“Simply,” answered Laneham, “that your lordship would be, as heretofore, my good lord, and procure me license to attend the Summer Progress unto your lordship’s most beautiful and all-to-be-unmatched Castle of Kenilworth.”
“To what purpose, good Master Laneham?” replied the Earl; “bethink you, my guests must needs be many.”
“Not so many,” replied the petitioner, “but that your nobleness will willingly spare your old servitor his crib and his mess. Bethink you, my lord, how necessary is this rod of mine to fright away all those listeners, who else would play at bo-peep with the honourable council, and be searching for keyholes and crannies in the door of the chamber, so as to render my staff as needful as a fly-flap in a butcher’s shop.”
“Methinks you have found out a fly-blown comparison for the honourable council, Master Laneham,” said the Earl; “but seek not about to justify it. Come to Kenilworth, if you list; there will be store of fools there besides, and so you will be fitted.”
“Nay, an there be fools, my lord,” replied Laneham, with much glee, “I warrant I will make sport among them, for no greyhound loves to cote a hare as I to turn and course a fool. But I have another singular favour to beseech of your honour.”
“Speak it, and let me go,” said the Earl; “I think the Queen comes forth instantly.”
“My very good lord, I would fain bring a bed-fellow with me.”
“How, you irreverent rascal!” said Leicester.
“Nay, my lord, my meaning is within the canons,” answered his unblushing, or rather his ever-blushing petitioner. “I have a wife as curious as her grandmother who ate the apple. Now, take her with me I may not, her Highness’s orders being so strict against the officers bringing with them their wives in a progress, and so lumbering the court with womankind. But what I would crave of your lordship is to find room for her in some mummery, or pretty pageant, in disguise, as it were; so that, not being known for my wife, there may be no offence.”
“The foul fiend seize ye both!” said Leicester, stung into uncontrollable passion by the recollections which this speech excited—“why stop you me with such follies?”
The terrified clerk of the chamber-door, astonished at the burst of resentment he had so unconsciously produced, dropped his staff of office from his hand, and gazed on the incensed Earl with a foolish face of wonder and terror, which instantly recalled Leicester to himself.
“I meant but to try if thou hadst the audacity which befits thine office,” said he hastily. “Come to Kenilworth, and bring the devil with thee, if thou wilt.”

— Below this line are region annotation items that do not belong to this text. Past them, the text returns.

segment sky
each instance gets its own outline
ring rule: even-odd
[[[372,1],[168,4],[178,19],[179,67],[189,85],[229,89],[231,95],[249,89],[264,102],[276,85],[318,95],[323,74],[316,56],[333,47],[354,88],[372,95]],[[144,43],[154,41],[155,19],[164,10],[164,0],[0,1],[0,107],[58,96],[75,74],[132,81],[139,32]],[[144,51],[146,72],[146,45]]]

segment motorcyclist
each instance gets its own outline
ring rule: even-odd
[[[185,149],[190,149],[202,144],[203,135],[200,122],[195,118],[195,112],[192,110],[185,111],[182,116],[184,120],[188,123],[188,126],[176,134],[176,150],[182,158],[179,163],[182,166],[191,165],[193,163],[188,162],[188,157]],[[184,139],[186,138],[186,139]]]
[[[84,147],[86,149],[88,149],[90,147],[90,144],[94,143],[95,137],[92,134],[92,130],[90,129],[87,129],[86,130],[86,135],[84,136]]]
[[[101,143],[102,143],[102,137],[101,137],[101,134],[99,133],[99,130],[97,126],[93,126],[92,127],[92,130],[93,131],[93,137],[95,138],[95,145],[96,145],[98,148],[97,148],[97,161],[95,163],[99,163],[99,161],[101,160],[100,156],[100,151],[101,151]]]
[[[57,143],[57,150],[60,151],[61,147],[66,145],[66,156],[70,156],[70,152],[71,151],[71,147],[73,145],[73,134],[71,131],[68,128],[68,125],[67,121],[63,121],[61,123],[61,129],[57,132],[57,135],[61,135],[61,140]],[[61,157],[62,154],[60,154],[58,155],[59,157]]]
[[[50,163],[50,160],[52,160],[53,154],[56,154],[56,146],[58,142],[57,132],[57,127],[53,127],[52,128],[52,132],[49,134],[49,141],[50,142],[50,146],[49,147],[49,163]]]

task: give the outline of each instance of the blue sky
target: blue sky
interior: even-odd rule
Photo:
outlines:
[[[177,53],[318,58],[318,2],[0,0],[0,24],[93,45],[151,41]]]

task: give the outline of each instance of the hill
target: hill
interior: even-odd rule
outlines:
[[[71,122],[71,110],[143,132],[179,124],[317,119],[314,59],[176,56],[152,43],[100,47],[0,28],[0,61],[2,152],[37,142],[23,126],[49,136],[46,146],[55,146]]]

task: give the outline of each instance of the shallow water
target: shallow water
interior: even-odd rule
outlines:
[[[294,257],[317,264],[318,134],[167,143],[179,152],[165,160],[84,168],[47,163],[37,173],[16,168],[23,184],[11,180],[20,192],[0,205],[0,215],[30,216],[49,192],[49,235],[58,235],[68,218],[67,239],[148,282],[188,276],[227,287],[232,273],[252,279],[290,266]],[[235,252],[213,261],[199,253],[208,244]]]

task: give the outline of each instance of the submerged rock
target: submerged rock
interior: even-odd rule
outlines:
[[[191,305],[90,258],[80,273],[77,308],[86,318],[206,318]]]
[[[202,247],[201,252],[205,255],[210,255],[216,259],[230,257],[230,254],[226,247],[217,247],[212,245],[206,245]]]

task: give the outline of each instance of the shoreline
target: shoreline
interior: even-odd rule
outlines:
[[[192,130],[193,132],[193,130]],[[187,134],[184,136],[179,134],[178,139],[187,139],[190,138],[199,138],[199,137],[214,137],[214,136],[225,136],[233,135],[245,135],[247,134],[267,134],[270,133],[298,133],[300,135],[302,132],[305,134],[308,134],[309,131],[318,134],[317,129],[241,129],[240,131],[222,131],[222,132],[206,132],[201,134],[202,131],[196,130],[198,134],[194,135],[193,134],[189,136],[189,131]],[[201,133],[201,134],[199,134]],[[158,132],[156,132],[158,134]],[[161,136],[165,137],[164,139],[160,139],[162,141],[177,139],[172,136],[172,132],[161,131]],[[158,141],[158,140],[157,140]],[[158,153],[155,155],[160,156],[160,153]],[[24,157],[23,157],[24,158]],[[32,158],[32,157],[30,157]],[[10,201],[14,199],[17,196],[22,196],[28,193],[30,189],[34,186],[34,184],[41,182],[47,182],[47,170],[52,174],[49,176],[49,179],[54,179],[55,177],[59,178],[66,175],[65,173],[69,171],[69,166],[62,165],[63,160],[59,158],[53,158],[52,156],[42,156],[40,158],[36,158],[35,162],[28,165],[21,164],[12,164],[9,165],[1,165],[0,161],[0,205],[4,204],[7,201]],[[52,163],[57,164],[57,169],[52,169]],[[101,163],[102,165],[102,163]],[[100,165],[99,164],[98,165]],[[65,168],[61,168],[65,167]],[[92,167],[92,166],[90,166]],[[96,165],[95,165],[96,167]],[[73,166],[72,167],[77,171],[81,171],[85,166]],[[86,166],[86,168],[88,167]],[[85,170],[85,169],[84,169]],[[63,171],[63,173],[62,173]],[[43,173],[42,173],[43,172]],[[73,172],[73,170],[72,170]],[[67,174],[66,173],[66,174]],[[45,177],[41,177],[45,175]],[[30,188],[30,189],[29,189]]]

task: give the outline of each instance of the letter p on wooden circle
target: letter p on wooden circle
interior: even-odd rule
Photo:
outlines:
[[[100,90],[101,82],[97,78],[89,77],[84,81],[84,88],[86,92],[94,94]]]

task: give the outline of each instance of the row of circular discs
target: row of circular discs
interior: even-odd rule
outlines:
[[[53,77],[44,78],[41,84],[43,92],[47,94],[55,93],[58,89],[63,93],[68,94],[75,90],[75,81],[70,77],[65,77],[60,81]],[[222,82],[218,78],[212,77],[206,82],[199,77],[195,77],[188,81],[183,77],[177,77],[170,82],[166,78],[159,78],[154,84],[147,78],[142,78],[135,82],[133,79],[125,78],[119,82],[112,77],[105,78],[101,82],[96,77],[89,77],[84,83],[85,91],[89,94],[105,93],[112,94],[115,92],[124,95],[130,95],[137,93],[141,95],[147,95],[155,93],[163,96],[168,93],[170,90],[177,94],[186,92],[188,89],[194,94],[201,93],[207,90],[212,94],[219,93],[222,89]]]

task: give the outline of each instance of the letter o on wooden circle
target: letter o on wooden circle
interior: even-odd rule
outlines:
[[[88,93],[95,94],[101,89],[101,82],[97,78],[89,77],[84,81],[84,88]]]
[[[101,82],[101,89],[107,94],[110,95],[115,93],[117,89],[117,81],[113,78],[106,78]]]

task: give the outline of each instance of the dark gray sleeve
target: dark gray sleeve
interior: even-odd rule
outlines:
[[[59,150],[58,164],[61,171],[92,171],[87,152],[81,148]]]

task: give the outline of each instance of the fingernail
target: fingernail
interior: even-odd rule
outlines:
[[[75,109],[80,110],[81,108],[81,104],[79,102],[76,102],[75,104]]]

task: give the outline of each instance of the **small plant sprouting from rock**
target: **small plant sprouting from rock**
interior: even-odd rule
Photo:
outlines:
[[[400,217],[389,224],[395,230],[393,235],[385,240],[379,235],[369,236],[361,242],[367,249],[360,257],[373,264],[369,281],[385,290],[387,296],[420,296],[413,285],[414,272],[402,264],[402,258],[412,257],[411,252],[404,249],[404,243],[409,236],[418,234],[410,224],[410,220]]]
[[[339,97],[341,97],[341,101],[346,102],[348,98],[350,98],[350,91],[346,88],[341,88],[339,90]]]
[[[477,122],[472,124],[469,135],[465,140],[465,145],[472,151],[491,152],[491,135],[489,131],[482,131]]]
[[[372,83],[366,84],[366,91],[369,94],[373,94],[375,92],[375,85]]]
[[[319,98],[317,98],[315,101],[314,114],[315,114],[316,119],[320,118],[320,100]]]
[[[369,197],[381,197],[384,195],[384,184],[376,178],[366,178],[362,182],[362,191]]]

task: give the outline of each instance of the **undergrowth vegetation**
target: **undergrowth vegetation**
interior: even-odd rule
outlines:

“My wife, sir, hath played the devil ere now, in a Mystery, in Queen Mary’s time; but me shall want a trifle for properties.”
“Here is a crown for thee,” said the Earl,—“make me rid of thee—the great bell rings.”
Master Robert Laneham stared a moment at the agitation which he had excited, and then said to himself, as he stooped to pick up his staff of office, “The noble Earl runs wild humours to-day. But they who give crowns expect us witty fellows to wink at their unsettled starts; and, by my faith, if they paid not for mercy, we would finger them tightly!” [See Note 6. Robert Laneham.]